Admiral Irons snorted. Typical, he had expected the call, just not so soon. “Hardly. I take it the political network got word of the crushing defeat of his proposal?”
“Pretty much. What did he do to piss you off?”
“He didn't so much as piss me off as annoy me for not doing his homework with his half-ass proposal,” Admiral Irons replied with a shake of his head. “Did you see his pitch?”
“No, that was curiously left out.”
“Yeah. Well, he ripped it from a video game. No background, just a vague idea all eagerly wrapped up in a bundle. A high schooler could have done better work.”
“Ah … are you serious?”
“As a heart attack. I've actually played the game a long time ago. He redressed it with a mod, but it's the same thing.”
“Oh, that's … lovely. If word of that got out …”
“Yeah, I know. Which was why I was saving it for later if the political powers that be got too uppity.”
“Ah,” Admiral Bismark nodded slowly. “Playing with fire by jousting with politicians you know.”
“The ones in uniform should know better than to play with engineers,” Admiral Irons stated. “Can you believe he didn't even do an engineering study? Or research into his project?”
The other admiral smiled. “Ah, you are a bit pissed.”
“Annoyed,” Admiral Irons argued. “We, and by we I mean the navy, has been doing this for centuries. You'd think we would have tried just about every design by now. You'd think he'd realize that and look into it. He didn't. He launched into a spiel about how it would save weight, fuel, and be one heck of a ship …”
“Dazzled by the fantasy and you popped his balloon?”
“More or less. I ordered him to do an actual engineering study. If he's smart, he'll replay our conversation, pick up on my hints about real world experience and how things fail, and maybe do some historical research too.”
“From your tone you sound like you doubt it.”
“Pretty much. He's a skater. He was stuck here to round out his education and get an engineering tab in his jacket while someone else thought of something bigger and brighter for him to do to advance his career and the family's. This project has nothing to do with his actual assignment. If he doesn't complete that too, I'm going to land on him for it too.”
Admiral Bismark snorted.
“Well, I do wish you'd pick and choose your battles a little more carefully, John,” the admiral stated with a nod. “We'll see how this goes and if they want to push it.”
“I think if the family is smart they'll look before they leap. If they don't, then they don't belong in the navy anyway.”
“True,” Admiral Bismark said. “But you and I both know that hasn't stopped them before.”
“True.”
“He really pitched a gimble pontoon drive though?
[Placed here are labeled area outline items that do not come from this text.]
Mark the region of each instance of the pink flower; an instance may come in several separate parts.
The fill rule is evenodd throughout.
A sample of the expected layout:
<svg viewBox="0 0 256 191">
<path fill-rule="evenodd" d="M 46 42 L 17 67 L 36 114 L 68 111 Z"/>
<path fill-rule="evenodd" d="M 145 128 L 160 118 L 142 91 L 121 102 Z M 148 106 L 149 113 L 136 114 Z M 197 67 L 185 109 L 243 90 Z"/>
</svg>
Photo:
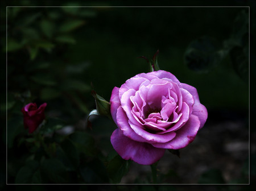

From a video game?”
“Yup.”
“We're so past that.”
“Oh, I don't know, mechanical if it is simple and robust. This design isn't no matter how he dresses it up. The Marines still use something similar in some of their shuttles. Army too for that matter. I'm not interested in it in a starship however.”
Admiral Bismark nodded. “Well, have a good evening,” he said with a cock of his head.
“Yes, sir, I'll do my best,” Admiral Irons said.
Admiral Bismark frowned. “Trouble on the home front?”
Admiral Irons sighed. “No more than usual. What can I say, teenagers. And teenage daughters should be kept in a barrel until they turn twenty-one.”
Admiral Bismark laughed and cut the channel.